But I do think that in math/engineering classes there is a disproportional
amount of trickery. There are numerous memes that exemplify this:
[http://www.thefunnyblog.org/wp-
content/uploads/2012/05/funny...](http://www.thefunnyblog.org/wp-
content/uploads/2012/05/funny-engineering-class-homework-exam-have-fan.jpg)

You'd be surprised how often this happens. In my calculus classes it was
virtually rampant. We'd get some material that was non-trivial to figure out
on an exam. That's just bad teaching. Sure, some people will argue that it
separates those a better grasp of the material from those with a worse one
(maybe it does), but to me it seems unfair. Say I'm not a bright student but I
understand the homework very well; the exam, however, uses a non-trivial
combination of the elements found in the homework. I personally think that's
bullshit. Why not go over the most mind-numbingly difficult problems in class?

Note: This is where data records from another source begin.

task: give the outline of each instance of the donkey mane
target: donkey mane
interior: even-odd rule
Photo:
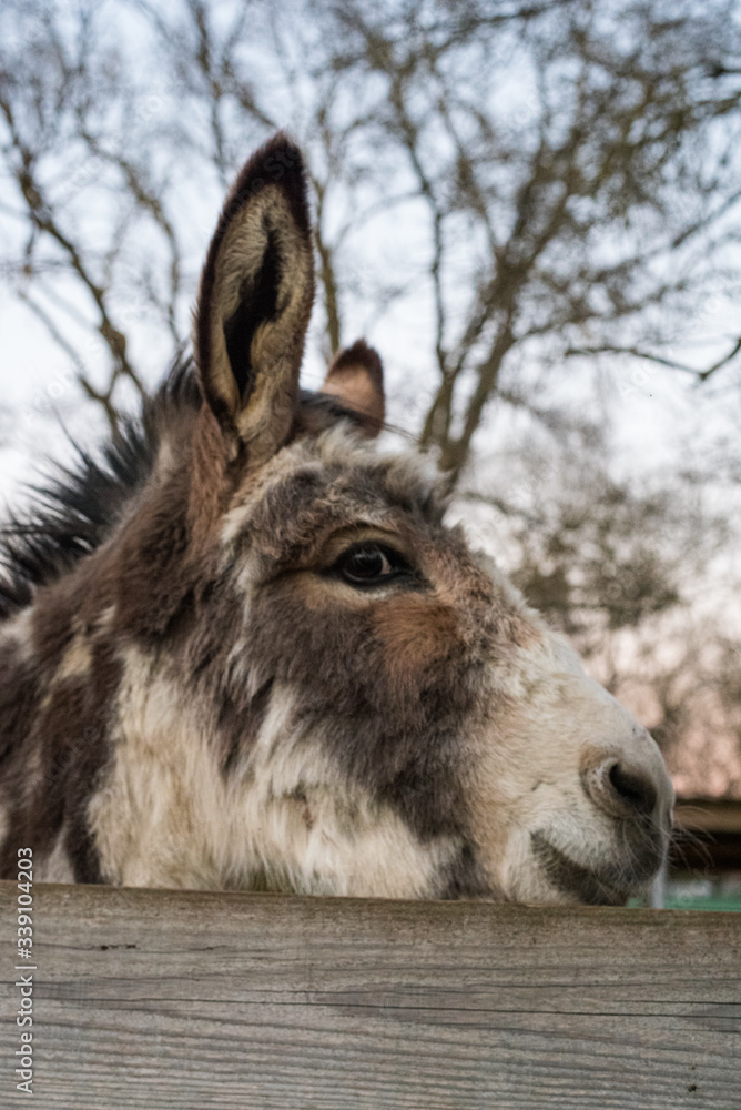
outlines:
[[[362,341],[343,352],[345,360],[348,352],[372,354]],[[373,360],[368,362],[373,369]],[[336,365],[342,370],[342,357]],[[72,442],[75,463],[52,461],[52,476],[27,487],[31,504],[26,515],[11,514],[0,528],[0,620],[30,605],[38,586],[55,581],[104,543],[151,476],[163,428],[177,415],[197,413],[202,401],[193,359],[180,352],[141,412],[122,418],[98,457]],[[300,407],[303,423],[312,415],[314,421],[363,423],[336,398],[308,390],[300,390]]]
[[[100,547],[150,477],[163,425],[176,411],[197,412],[201,400],[192,360],[181,353],[140,414],[122,420],[98,457],[72,443],[75,462],[52,463],[52,476],[29,486],[26,515],[12,514],[0,532],[0,619]]]

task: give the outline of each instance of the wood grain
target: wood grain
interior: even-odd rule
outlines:
[[[3,1107],[741,1108],[741,915],[37,886],[34,918]]]

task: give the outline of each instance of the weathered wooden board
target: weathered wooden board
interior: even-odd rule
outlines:
[[[741,1108],[741,915],[37,886],[34,918],[40,1110]]]

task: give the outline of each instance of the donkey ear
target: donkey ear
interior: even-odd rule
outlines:
[[[357,340],[335,355],[322,393],[337,397],[345,408],[357,413],[365,435],[378,435],[386,413],[384,367],[365,340]]]
[[[226,198],[201,275],[193,345],[206,402],[252,465],[285,442],[314,297],[304,169],[282,133]]]

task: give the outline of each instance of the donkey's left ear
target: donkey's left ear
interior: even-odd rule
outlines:
[[[193,345],[203,393],[230,448],[251,465],[285,443],[314,297],[301,153],[284,134],[246,163],[201,275]]]
[[[378,435],[386,415],[384,367],[378,353],[365,340],[356,340],[335,355],[321,392],[349,408],[364,435]]]

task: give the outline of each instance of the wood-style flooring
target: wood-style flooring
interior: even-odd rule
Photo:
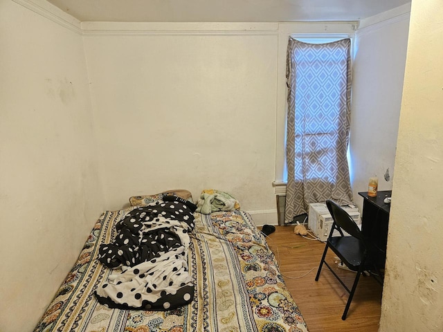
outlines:
[[[361,277],[346,320],[342,320],[348,298],[346,290],[326,266],[323,266],[318,282],[314,280],[325,243],[297,235],[293,229],[294,225],[275,226],[275,231],[266,241],[309,332],[377,332],[381,286],[372,277]],[[336,265],[334,257],[328,250],[327,261],[329,265]],[[336,269],[339,275],[345,277],[350,288],[354,273]]]

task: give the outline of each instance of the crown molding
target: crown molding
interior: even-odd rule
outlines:
[[[82,22],[84,36],[273,35],[276,23]]]
[[[82,35],[80,21],[44,0],[12,0],[16,3],[75,33]]]
[[[407,3],[378,15],[362,19],[356,33],[362,35],[397,22],[408,21],[410,16],[410,3]]]

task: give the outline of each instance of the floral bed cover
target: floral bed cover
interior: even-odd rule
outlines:
[[[113,270],[97,259],[115,225],[136,207],[104,212],[35,331],[306,332],[272,252],[244,211],[195,214],[189,272],[193,300],[170,311],[122,310],[100,304],[94,291]]]

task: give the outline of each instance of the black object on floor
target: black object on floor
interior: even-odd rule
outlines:
[[[262,232],[265,235],[269,235],[275,231],[275,228],[272,225],[263,225]]]

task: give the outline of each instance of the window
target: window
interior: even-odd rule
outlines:
[[[347,158],[350,46],[350,39],[325,44],[289,39],[287,223],[307,212],[309,203],[352,201]]]

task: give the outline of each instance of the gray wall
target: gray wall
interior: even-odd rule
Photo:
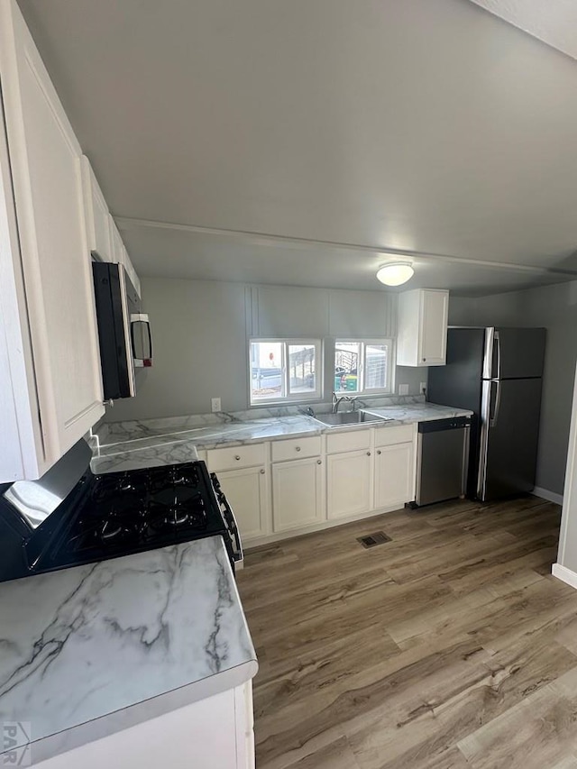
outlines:
[[[144,278],[142,298],[152,322],[154,366],[135,398],[107,408],[109,422],[205,414],[213,397],[221,398],[224,411],[246,409],[250,336],[323,339],[330,396],[335,337],[397,334],[397,296],[386,291]],[[409,394],[418,394],[426,380],[426,369],[397,369],[397,390],[406,383]]]
[[[452,298],[449,323],[547,329],[536,485],[563,494],[577,360],[577,281],[474,300]]]

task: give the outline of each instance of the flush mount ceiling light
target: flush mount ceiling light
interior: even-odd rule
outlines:
[[[385,286],[402,286],[410,280],[415,270],[408,261],[390,261],[383,264],[377,271],[377,278]]]

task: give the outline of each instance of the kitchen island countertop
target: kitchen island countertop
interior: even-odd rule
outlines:
[[[469,417],[472,414],[466,408],[425,402],[380,406],[374,408],[365,406],[362,410],[389,417],[391,421],[328,427],[305,415],[255,419],[247,418],[247,413],[244,412],[243,418],[234,417],[231,421],[214,422],[210,425],[202,424],[202,417],[198,417],[198,423],[195,424],[192,421],[195,417],[189,417],[190,424],[181,427],[174,424],[174,419],[167,419],[164,433],[163,420],[151,420],[154,422],[154,432],[151,430],[148,434],[145,422],[138,423],[139,426],[131,426],[124,431],[114,425],[116,432],[106,435],[106,443],[95,448],[92,470],[94,472],[110,472],[156,464],[172,464],[197,459],[198,450],[320,435],[335,430],[365,430],[368,427],[386,430],[395,425],[414,425],[433,419]],[[127,424],[133,426],[136,423]]]
[[[220,536],[3,582],[0,611],[0,721],[32,764],[258,668]]]

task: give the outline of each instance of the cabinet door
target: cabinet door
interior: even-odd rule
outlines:
[[[423,291],[421,358],[427,366],[444,365],[448,312],[449,295],[446,291]]]
[[[270,514],[264,467],[219,472],[218,480],[234,513],[243,543],[269,534]]]
[[[114,261],[108,206],[86,155],[82,156],[81,162],[88,249],[103,261]]]
[[[371,452],[329,454],[326,462],[328,517],[346,517],[370,510],[372,489]]]
[[[415,499],[413,444],[377,449],[375,456],[375,508],[404,505]]]
[[[118,232],[118,227],[116,226],[116,223],[112,217],[112,214],[108,215],[108,222],[110,224],[110,240],[112,243],[112,261],[114,264],[124,264],[124,243],[123,243],[123,239],[120,237],[120,233]]]
[[[43,441],[41,472],[104,414],[82,153],[15,3],[2,6],[0,27],[3,99]],[[14,47],[5,44],[11,28]]]
[[[274,531],[319,523],[324,516],[323,465],[319,458],[272,465]]]

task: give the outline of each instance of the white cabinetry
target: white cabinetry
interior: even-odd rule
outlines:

Often times, there are only a limited number of tricks that can trip you up;
if professors would go over these, everyone would pass. But I guess we don't
want that (why not?).

Consider an analogy: I decide to prepare for a running competition. My trainer
shows me how to keep my heart-rate up, how to jog briskly, etc. All this is
done on a treadmill on the low setting. Come competition day, it turns out
that it's a 25k through the Australian outback. I'm not sure how anyone in
their right mind would think the trainer did a good job if he knew exactly
what I was getting into.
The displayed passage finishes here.